Cation vacancy activating surface neighboring sites for efficient CO2 photoreduction on Bi4Ti3O12 nanosheets

Abstract

Inefficient charge separation and insufficient surface catalytic sites remain the main impediment in developing highly efficient and selective catalysts for CO₂ photoreduction. Surface defects are effective, but their function is always constrained within the defect location. Herein, a desirable surface cation vacancy strategy is implemented to solve the above obstacles over Bi₄Ti₃O₁₂ nanosheets. The surface Ti vacancy (V_Ti) creates an atomic-level charge transfer channel on the surface of Bi₄Ti₃O₁₂, allowing a rapid transfer of photon-generated electrons from the V_Ti site of neighboring Ti and O atoms to CO₂ molecules. More importantly, V_Ti activates neighboring Ti and O atoms, which allows them a stronger ability for enhancing CO₂ adsorption and conversion.

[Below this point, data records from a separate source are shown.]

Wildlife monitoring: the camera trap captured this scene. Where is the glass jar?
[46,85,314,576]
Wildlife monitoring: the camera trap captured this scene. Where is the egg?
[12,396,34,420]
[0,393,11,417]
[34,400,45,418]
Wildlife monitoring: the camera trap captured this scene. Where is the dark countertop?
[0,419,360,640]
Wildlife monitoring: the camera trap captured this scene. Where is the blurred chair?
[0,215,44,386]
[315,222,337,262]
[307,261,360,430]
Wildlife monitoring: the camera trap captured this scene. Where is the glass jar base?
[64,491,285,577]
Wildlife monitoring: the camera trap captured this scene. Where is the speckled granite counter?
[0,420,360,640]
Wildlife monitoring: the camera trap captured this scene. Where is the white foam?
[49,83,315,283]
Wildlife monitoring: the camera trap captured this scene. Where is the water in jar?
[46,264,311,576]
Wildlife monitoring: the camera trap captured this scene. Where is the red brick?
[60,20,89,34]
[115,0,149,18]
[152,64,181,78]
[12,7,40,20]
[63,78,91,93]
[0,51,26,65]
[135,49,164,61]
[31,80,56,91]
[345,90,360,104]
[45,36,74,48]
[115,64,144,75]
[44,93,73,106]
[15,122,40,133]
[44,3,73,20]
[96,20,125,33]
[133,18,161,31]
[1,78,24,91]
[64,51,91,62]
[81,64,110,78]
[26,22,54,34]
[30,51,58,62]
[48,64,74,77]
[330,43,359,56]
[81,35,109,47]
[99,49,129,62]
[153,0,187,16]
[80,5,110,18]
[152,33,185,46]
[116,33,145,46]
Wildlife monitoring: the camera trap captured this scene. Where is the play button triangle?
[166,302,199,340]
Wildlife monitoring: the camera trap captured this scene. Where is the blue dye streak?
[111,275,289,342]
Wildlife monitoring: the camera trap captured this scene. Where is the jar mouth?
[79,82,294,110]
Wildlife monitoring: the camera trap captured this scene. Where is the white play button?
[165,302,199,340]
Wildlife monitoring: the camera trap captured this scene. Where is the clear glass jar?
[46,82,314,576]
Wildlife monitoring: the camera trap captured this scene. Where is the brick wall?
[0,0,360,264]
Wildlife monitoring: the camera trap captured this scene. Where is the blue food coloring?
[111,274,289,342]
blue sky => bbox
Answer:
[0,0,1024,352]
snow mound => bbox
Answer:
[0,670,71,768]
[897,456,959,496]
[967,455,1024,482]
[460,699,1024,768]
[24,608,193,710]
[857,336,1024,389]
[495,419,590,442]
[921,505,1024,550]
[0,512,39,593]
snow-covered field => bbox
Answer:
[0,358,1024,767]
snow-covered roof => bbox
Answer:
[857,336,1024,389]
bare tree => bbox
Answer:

Thus, a convenient and swift charge transfer channel and activated near surface region are formed on the surface of Bi₄Ti₃O₁₂, profoundly boosting the CO₂ reduction process, as evidenced by experimental and theoretical results collectively. Without any sacrificial agents or cocatalysts, Bi₄Ti₃O₁₂ with an optimal V_Ti concentration exhibits an outstanding CO production rate of 15.17 μmol g⁻¹ h⁻¹, nearly 5 times higher than that of pristine Bi₄Ti₃O₁₂. This work unfolds a new function of surface cation vacancies to substantially enhance CO₂ photoreduction.